Vector Optimization and AVX2. In some cases, using the AVX2 instruction set may produce better performance than AVX512. This is largely because cores can run at higher clock speeds when executing AVX2 code. To compile for AVX2, replace the multi-architecture flags described above with the single flag -xCORE-AVX2. When you use this flag you will be able to build and run on any Frontera node.

Vector Optimization and 512-Bit ZMM Registers. If your code can take advantage of wide 512-bit vector registers, you may want to try compiling for CLX with (for example):

-xCORE-AVX512 -qopt-zmm-usage=high

The qopt-zmm-usage flag affects the algorithms the compiler uses to decide whether to vectorize a given loop with 512 intrinsics (wide 512-bit registers) or AVX2 code (256-bit registers). When the flag is set to -qopt-zmm-usage=low (the default when compiling for the CLX using CORE-AVX512), the compiler will choose AVX2 code more often; this may or may not be the optimal approach for your application. The qopt-zmm-usage flag is available only on Intel compilers newer than 17.0.4. Do not use $TACC_VEC_FLAGS when specifying qopt-zmm-usage. This is because $TACC_VEC_FLAGS specifies CORE-AVX2 as the base architecture, and the compiler will ignore qopt-zmm-usage unless the base target is a variant of AVX512. See the recent Intel white paper, the compiler documentation, the compiler man pages, and the notes above for more information.

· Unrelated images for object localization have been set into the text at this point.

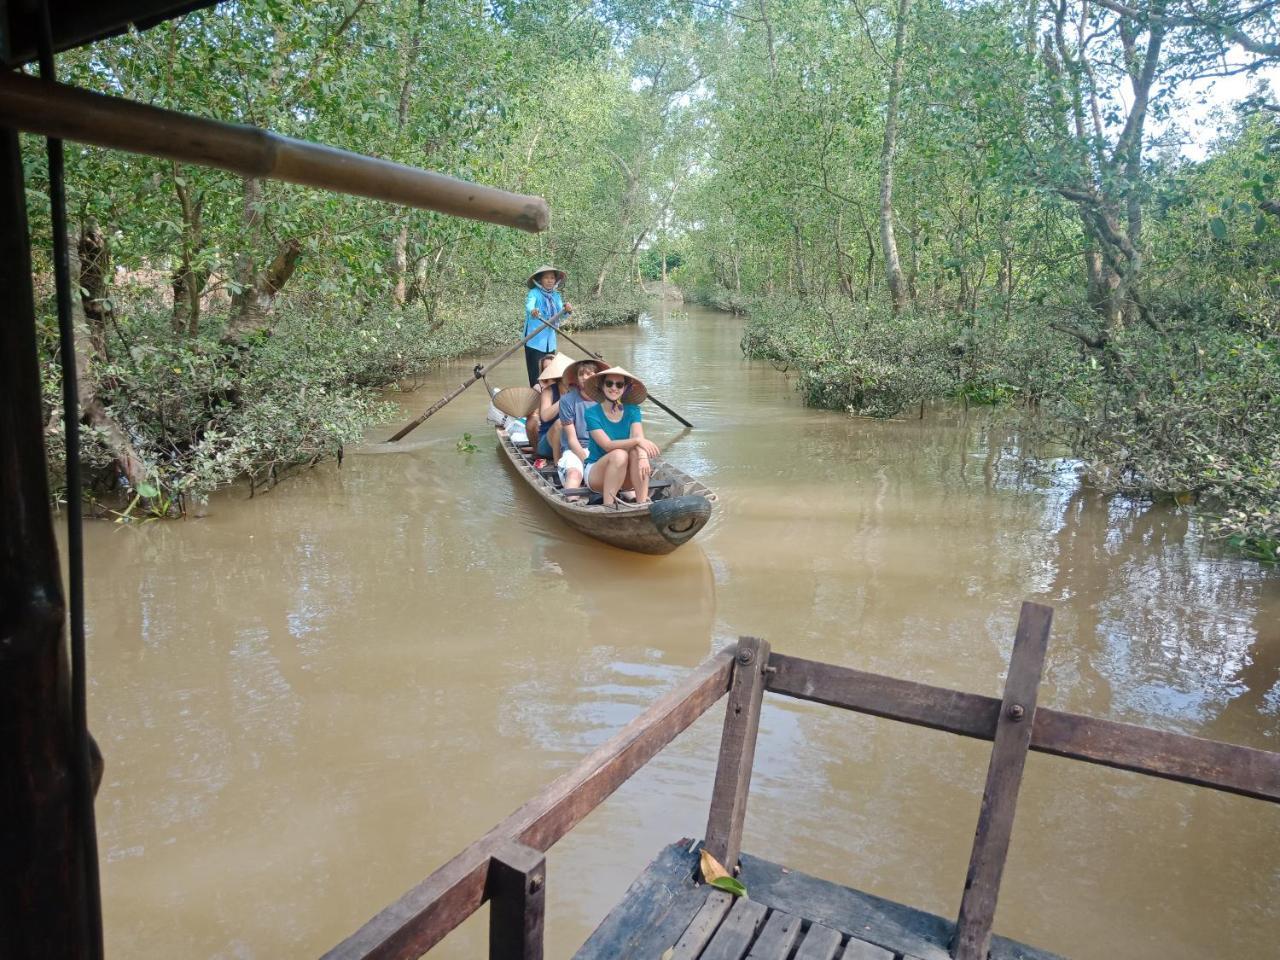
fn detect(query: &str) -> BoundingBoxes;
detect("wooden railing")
[321,653,735,960]
[322,603,1280,960]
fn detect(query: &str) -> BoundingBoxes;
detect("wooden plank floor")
[573,842,1064,960]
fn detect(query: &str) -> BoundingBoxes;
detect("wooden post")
[0,125,87,958]
[704,636,770,871]
[486,840,546,960]
[0,72,549,233]
[952,602,1054,960]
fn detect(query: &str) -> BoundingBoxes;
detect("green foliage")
[456,433,479,454]
[29,0,681,511]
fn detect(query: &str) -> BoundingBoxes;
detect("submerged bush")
[1046,324,1280,560]
[741,295,1066,418]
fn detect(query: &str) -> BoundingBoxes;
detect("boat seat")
[559,480,672,502]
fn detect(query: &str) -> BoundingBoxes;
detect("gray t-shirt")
[558,388,597,455]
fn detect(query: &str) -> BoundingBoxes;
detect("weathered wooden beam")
[764,654,1280,803]
[704,636,770,871]
[0,124,85,959]
[952,601,1053,960]
[322,650,734,960]
[486,840,545,960]
[0,72,550,232]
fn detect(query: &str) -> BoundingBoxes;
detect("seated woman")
[534,353,575,465]
[580,366,660,507]
[524,352,556,453]
[557,358,607,500]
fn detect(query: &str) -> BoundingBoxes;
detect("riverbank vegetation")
[672,0,1280,560]
[27,0,1279,557]
[27,0,678,512]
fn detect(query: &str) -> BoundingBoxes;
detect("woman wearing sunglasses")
[580,366,660,508]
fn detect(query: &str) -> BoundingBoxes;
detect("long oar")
[386,309,565,442]
[554,327,695,429]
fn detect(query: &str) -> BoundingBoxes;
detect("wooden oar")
[386,309,565,442]
[554,327,695,429]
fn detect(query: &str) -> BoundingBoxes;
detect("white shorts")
[558,449,586,487]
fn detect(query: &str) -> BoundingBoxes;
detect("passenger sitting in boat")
[557,358,607,501]
[580,366,659,508]
[533,352,575,465]
[524,352,557,458]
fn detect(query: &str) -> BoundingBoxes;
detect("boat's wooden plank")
[953,602,1053,960]
[325,656,733,960]
[744,909,802,959]
[840,937,894,960]
[765,653,1280,803]
[792,923,842,960]
[670,890,735,960]
[572,843,709,960]
[735,851,1062,960]
[705,637,770,871]
[699,897,768,960]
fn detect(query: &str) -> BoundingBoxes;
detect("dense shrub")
[42,287,650,515]
[740,295,1069,419]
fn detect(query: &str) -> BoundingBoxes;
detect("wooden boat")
[494,422,716,554]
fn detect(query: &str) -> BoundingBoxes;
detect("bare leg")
[588,449,629,505]
[564,467,584,502]
[627,448,652,504]
[549,421,563,462]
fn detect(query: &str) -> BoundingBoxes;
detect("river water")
[82,303,1278,959]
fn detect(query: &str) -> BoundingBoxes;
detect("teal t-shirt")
[584,403,642,464]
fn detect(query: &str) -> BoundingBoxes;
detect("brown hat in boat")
[527,265,566,289]
[580,366,648,405]
[569,358,607,385]
[492,386,539,418]
[537,352,576,383]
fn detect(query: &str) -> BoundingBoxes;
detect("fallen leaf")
[699,848,730,884]
[709,875,748,898]
[661,950,675,960]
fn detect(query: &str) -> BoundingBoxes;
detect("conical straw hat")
[492,386,539,418]
[537,352,576,382]
[580,366,648,405]
[526,264,566,289]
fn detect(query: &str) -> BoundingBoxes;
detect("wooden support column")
[0,125,85,958]
[952,602,1054,960]
[486,840,546,960]
[704,636,770,871]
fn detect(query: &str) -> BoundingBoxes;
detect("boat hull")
[495,426,716,554]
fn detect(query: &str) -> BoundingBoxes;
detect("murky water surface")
[82,304,1279,959]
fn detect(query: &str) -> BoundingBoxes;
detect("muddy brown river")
[79,303,1278,959]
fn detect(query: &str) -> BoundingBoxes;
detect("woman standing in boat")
[581,367,659,508]
[523,265,571,386]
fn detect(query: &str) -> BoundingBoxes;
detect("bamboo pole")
[554,327,694,429]
[386,311,566,442]
[0,72,549,232]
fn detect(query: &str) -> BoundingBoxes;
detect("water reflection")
[79,303,1279,960]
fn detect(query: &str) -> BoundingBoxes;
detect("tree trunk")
[223,238,303,342]
[390,0,426,306]
[77,219,112,359]
[228,176,263,323]
[170,168,206,336]
[879,0,911,314]
[66,232,150,491]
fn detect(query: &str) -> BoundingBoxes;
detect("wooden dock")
[323,602,1280,960]
[574,842,1061,960]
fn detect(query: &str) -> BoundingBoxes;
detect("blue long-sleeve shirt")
[524,287,563,352]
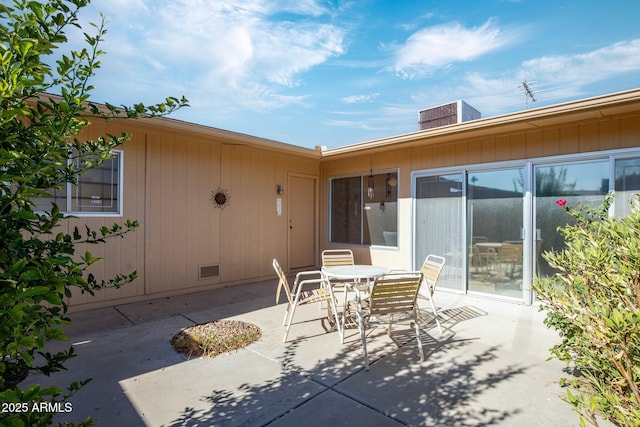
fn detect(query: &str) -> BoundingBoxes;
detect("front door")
[289,174,316,270]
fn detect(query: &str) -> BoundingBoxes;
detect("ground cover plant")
[534,193,640,426]
[171,320,262,358]
[0,1,187,425]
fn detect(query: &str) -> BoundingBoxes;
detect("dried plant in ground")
[170,320,262,358]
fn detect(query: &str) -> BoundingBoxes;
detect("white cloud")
[83,0,346,111]
[519,40,640,86]
[411,39,640,117]
[341,93,380,104]
[262,0,331,16]
[391,18,516,79]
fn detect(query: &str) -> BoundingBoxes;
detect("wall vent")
[200,265,220,279]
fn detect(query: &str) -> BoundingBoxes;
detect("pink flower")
[556,199,567,207]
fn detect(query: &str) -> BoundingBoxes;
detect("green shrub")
[534,192,640,426]
[0,1,187,425]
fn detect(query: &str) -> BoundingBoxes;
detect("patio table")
[321,264,390,281]
[322,265,390,342]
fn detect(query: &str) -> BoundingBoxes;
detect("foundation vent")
[200,265,220,279]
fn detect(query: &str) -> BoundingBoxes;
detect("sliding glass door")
[414,168,526,298]
[534,161,609,279]
[414,174,465,291]
[467,168,525,298]
[414,151,640,303]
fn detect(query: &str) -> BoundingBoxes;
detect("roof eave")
[136,115,321,159]
[320,88,640,159]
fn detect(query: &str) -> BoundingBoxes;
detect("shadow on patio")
[25,281,577,426]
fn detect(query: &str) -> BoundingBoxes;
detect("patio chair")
[471,244,497,279]
[418,254,446,333]
[496,242,522,280]
[321,248,356,289]
[352,272,424,370]
[321,249,355,268]
[272,258,339,343]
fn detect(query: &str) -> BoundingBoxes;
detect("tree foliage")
[534,193,640,426]
[0,0,187,425]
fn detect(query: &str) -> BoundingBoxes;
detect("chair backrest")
[321,249,354,267]
[369,273,423,317]
[420,254,446,296]
[498,242,522,262]
[273,258,293,304]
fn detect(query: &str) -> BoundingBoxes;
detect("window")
[330,171,398,246]
[34,150,123,216]
[614,157,640,217]
[535,160,609,278]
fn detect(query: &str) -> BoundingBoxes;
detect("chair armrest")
[297,277,329,288]
[294,270,323,282]
[293,270,324,290]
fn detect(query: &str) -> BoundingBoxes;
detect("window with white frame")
[34,150,123,216]
[614,156,640,217]
[330,171,398,246]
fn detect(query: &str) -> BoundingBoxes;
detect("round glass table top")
[321,265,390,280]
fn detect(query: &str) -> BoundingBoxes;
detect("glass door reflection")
[415,173,465,292]
[468,168,524,298]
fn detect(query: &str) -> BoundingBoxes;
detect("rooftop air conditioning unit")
[418,100,481,130]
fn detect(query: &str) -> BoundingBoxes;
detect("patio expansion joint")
[285,363,411,426]
[112,305,136,326]
[328,377,410,426]
[179,313,199,325]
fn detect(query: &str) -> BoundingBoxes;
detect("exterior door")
[289,174,316,270]
[414,173,465,291]
[467,168,525,299]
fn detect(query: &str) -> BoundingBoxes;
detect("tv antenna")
[518,80,537,108]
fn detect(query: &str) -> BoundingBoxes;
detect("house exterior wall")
[319,151,415,270]
[319,104,640,273]
[60,89,640,310]
[67,118,318,310]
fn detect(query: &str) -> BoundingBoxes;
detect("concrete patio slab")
[20,280,596,426]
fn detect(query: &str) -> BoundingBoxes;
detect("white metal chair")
[273,258,339,343]
[321,249,355,268]
[418,254,446,333]
[351,272,424,370]
[321,248,356,290]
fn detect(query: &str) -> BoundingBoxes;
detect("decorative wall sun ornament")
[211,187,230,209]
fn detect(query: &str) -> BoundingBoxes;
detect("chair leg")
[283,306,296,343]
[327,286,343,343]
[353,292,369,370]
[282,303,291,327]
[283,292,302,343]
[427,294,442,334]
[338,286,350,344]
[413,312,424,362]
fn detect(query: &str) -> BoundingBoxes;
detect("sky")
[71,0,640,149]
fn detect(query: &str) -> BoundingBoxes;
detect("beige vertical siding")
[67,124,147,306]
[64,118,318,310]
[144,131,223,294]
[319,110,640,273]
[60,94,640,310]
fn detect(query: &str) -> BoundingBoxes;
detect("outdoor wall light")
[367,169,375,200]
[276,185,284,195]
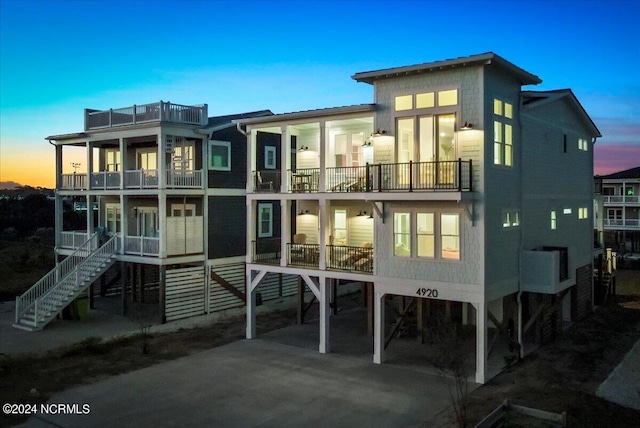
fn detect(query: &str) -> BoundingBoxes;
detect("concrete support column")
[475,301,487,384]
[319,277,330,354]
[373,288,385,364]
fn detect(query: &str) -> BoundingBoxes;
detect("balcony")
[603,218,640,230]
[521,247,571,294]
[251,238,281,264]
[124,236,160,256]
[326,245,373,273]
[84,101,207,131]
[287,243,320,268]
[59,169,203,190]
[60,231,89,250]
[603,195,640,205]
[251,160,472,193]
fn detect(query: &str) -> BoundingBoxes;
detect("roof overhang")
[352,52,542,86]
[234,104,376,126]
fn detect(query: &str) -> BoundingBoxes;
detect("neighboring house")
[594,166,640,252]
[14,103,301,331]
[236,53,601,384]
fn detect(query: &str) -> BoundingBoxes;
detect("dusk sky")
[1,0,638,188]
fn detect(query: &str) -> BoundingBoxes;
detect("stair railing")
[15,232,99,323]
[37,234,120,319]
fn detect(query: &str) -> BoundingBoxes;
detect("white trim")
[209,140,231,171]
[257,202,273,238]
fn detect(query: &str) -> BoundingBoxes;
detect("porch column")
[87,140,93,190]
[158,193,167,258]
[158,133,166,190]
[247,129,256,193]
[119,137,126,190]
[246,268,257,339]
[120,195,128,254]
[373,288,385,364]
[319,276,330,354]
[319,199,328,269]
[281,199,291,267]
[246,199,254,263]
[55,194,63,250]
[55,144,63,190]
[475,301,487,384]
[319,121,326,192]
[281,125,290,193]
[86,195,92,240]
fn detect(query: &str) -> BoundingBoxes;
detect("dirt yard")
[2,273,640,427]
[428,269,640,427]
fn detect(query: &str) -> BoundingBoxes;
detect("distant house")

Task Affinity. If you run one MPI application at a time, the ibrun MPI launcher will spread each node's tasks evenly across an CLX node's two sockets, with consecutive tasks occupying the same socket when possible.

Core Numbering. Execute lscpu or lstopo on a CLX node to see the numbering scheme for socket cores. Note that core numbers alternate between the sockets: even numbered cores are on socket 0 (NUMA node 0), while odd numbered cores are on socket 1 (NUMA node 1).

File Operations: I/O Performance

This section includes general advice intended to help you achieve good performance during file operations. See Navigating the Shared File Systems for a brief overview of Frontera's Lustre file systems and the concept of striping. See TACC Training material for additional information on I/O performance.

Follow the advice in [Good Conduct][TACCGOODCONDUCT] to avoid stressing the file system.

Stripe for performance. If your application writes large files using MPI-based parallel I/O (including MPI-IO, parallel HDF5, and parallel netCDF, you should experiment with stripe counts larger than the default values (2 stripes on $SCRATCH, 1 stripe on $WORK). See Striping Large Files for the simplest way to set the stripe count on the directory in which you will create new output files. You may also want to try larger stripe sizes up to 16MB or even 32MB; execute man lfs for more information. If you write many small files you should probably leave the stripe count at its default value, especially if you write each file from a single process. Note that it's not possible to change the stripe parameters on files that already exist. This means that you should make decisions about striping when you create input files, not when you read them.

Aggregate file operations. Open and close files once. Read and write large, contiguous blocks of data at a time; this requires understanding how a given programming language uses memory to store arrays.

Be smart about your general strategy. When possible avoid an I/O strategy that requires each process to access its own files; such strategies don't scale well and are likely to stress a Lustre file system. A better approach is to use a single process to read and write files. Even better is genuinely parallel MPI-based I/O.

Use parallel I/O libraries. Leave the details to a high performance package like MPI-IO (built into MPI itself), parallel HDF5 (module load phdf5), and parallel netCDF (module load pnetcdf).

When using the Intel Fortran compiler, compile with -assume buffered_io. Equivalently, set the environment variable FORT_BUFFERED=TRUE. Doing otherwise can dramatically slow down access to variable length unformatted files. More generally, direct access in Fortran is typically faster than sequential access, and accessing a binary file is faster than ASCII.